Access to electrical power is essential in today’s society, and power system reliability analysis is the study of the ability to supply this power to end users, both local and at the bulk scale. As a branch of engineering, it combines analysis (what are the weaknesses) with a focus on design (how can these weaknesses be addressed). It addresses a large variety of questions, including: “Is it wise to spin up the coal-fired power plant to compensate for a forecast dip in wind speeds?”, “Is it worth investing in redundant transformers to reduce customer outages?”, “Do we need to invest in large-scale storage systems to deal with wind-still dark winter days?”
At the core of all such questions lies a risk assessment along the following lines. Firstly, consider all sources of uncertainty, identifying events that could interfere with the successful operation of the power system, such as lightning and squirrel activity(!). Secondly, consider the likelihood of occurrence of these events and the impact they would have if they were to occur, combining them (qualitatively or quantitatively) as risk = probability x impact. And finally, determine whether and how this risk can be mitigated.
As one can imagine, practical limitations in terms of data, modelling and computation ability mean that each of these steps is approximate. Historically, risk assessments were often qualitative in nature, for example by requiring a certain degree of asset redundancy. However, advances in sensing and computation mean that the industry is evolving towards quantitative risk assessment methods. At the forefront of this development, research is done by electrical engineers in close collaboration with statisticians and computer scientists. A selection of active research areas is listed below:
Weather and climate modelling
The importance of accurate weather and climate models is increasing. Besides direct impact of weather on network infrastructure (lightning, storms, etc.), it also affects the output of renewable generators. Moreover, the common practice of extrapolating the weather of the last few decades to the future is challenged by climate change. Finally, and perhaps surprisingly, space weather is gaining recognition as a subject of interest, because geomagnetic storms can induce significant currents in long-distance transmission lines.

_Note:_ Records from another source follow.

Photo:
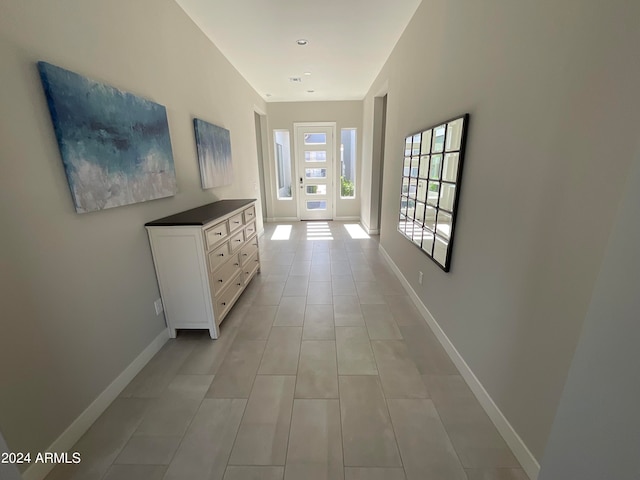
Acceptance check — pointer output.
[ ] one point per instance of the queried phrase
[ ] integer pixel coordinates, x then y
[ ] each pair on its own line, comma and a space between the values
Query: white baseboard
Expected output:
282, 219
370, 231
37, 471
529, 463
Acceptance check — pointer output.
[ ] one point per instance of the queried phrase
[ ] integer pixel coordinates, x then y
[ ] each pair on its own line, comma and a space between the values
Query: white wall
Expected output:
552, 92
346, 115
596, 432
77, 291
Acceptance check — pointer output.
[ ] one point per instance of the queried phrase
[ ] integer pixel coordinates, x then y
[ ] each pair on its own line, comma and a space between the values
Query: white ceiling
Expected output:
349, 41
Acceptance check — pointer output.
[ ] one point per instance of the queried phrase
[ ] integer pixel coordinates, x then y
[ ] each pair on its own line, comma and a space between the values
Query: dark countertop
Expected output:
201, 215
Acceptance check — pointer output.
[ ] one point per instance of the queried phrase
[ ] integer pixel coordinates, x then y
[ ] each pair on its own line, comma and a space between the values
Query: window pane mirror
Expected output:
431, 174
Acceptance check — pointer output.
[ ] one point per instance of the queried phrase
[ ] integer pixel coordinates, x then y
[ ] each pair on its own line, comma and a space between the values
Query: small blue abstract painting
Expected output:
115, 146
214, 154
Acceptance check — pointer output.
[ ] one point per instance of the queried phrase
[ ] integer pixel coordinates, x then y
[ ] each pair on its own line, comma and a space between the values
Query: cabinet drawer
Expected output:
225, 300
250, 230
236, 241
235, 222
221, 277
216, 234
218, 256
249, 215
248, 250
250, 268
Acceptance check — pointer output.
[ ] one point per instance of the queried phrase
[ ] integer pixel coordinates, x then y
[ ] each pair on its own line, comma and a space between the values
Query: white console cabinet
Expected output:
204, 259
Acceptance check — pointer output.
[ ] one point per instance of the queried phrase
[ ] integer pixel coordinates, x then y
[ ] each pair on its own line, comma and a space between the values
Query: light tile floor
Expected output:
324, 370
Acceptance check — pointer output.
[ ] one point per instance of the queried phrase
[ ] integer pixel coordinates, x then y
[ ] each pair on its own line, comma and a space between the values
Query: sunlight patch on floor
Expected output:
282, 232
356, 231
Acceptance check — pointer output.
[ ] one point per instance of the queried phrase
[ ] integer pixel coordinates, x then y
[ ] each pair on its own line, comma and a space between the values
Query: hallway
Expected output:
324, 370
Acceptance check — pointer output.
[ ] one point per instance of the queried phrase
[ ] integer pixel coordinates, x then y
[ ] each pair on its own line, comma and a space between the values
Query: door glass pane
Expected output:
414, 167
407, 146
454, 135
434, 169
315, 156
316, 172
315, 138
447, 196
433, 194
416, 145
317, 205
443, 226
413, 187
438, 139
427, 241
426, 142
422, 191
450, 170
320, 189
440, 250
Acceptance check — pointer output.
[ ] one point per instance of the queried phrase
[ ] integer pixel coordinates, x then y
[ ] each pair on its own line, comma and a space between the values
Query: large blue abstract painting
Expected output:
214, 154
115, 146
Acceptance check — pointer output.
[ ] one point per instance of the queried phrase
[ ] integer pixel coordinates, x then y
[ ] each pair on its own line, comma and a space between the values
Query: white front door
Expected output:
315, 158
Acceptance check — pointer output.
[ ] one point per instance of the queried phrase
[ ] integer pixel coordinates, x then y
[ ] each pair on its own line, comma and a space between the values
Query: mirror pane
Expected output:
450, 170
413, 187
440, 251
454, 135
426, 142
407, 146
416, 144
447, 196
433, 194
443, 226
430, 218
427, 241
424, 166
315, 156
438, 139
414, 166
436, 164
422, 191
420, 212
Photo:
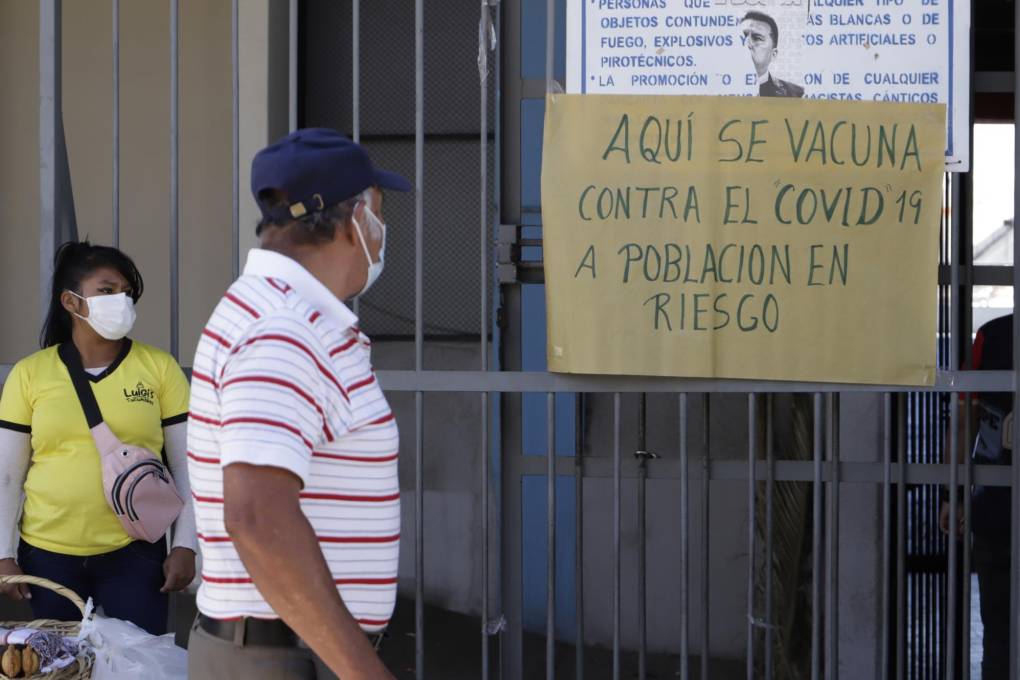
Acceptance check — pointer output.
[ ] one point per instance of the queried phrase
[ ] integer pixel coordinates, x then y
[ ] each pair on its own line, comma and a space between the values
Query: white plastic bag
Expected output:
124, 651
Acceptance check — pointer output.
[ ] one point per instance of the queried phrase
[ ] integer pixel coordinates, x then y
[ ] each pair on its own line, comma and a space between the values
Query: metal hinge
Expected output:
511, 268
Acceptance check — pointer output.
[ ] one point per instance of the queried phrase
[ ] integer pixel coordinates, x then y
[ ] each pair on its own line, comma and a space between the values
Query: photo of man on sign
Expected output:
761, 36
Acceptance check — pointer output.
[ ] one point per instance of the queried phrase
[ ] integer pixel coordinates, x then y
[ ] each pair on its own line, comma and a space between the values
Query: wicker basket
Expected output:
80, 671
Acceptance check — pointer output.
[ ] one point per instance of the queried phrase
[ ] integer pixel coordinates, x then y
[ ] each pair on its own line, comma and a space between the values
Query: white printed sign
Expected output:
913, 51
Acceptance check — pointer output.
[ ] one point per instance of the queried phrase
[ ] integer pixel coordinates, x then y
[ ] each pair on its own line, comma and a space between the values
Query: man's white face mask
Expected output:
112, 316
376, 227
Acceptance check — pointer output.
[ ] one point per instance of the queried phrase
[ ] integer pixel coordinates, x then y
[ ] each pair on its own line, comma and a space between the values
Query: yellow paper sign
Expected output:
742, 238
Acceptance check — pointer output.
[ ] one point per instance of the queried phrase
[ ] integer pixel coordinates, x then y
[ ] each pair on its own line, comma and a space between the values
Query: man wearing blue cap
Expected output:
292, 445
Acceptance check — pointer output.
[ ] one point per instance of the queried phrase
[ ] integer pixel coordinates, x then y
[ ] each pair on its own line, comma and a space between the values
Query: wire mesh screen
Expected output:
452, 173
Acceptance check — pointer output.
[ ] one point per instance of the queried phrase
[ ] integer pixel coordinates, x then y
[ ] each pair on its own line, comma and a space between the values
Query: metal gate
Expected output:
585, 427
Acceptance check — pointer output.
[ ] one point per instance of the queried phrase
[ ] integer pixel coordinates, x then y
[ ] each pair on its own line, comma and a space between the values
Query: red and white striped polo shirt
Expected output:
283, 377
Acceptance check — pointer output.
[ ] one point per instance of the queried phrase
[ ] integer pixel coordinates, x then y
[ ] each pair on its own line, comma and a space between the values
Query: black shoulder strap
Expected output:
72, 360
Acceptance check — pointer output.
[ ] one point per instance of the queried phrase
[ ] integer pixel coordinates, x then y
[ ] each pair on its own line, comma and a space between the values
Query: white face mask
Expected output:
112, 316
374, 268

Reasonable capacity payments
The rollout of large-scale renewable generation means that conventional gas- or coal-fired generators are slowly being phased out. Not unreasonably, this raises concerns about the security of supply: what can we do to ensure the lights stay on in the event of a Dunkelflaute, an extended period of darkness and little wind? In response, a number of countries are rolling out capacity mechanisms, where generators or batteries receive payments to remain “on standby” for such cases. But do we really need these schemes, and if we do, how much capacity should be purchased at what cost?
AI and machine learning
Last but not least, recent developments in AI and machine learning will fundamentally change the process of reliability analysis and risk assessment. In the short term, machine learning tools can improve the speed and accuracy of assessments that are currently done by system operators and planners, allowing them to tackle problems of previously unsurmountable complexity. In the future, hybrid intelligence will see AI agents working alongside system operators, learning from these operators and suggesting actions to them.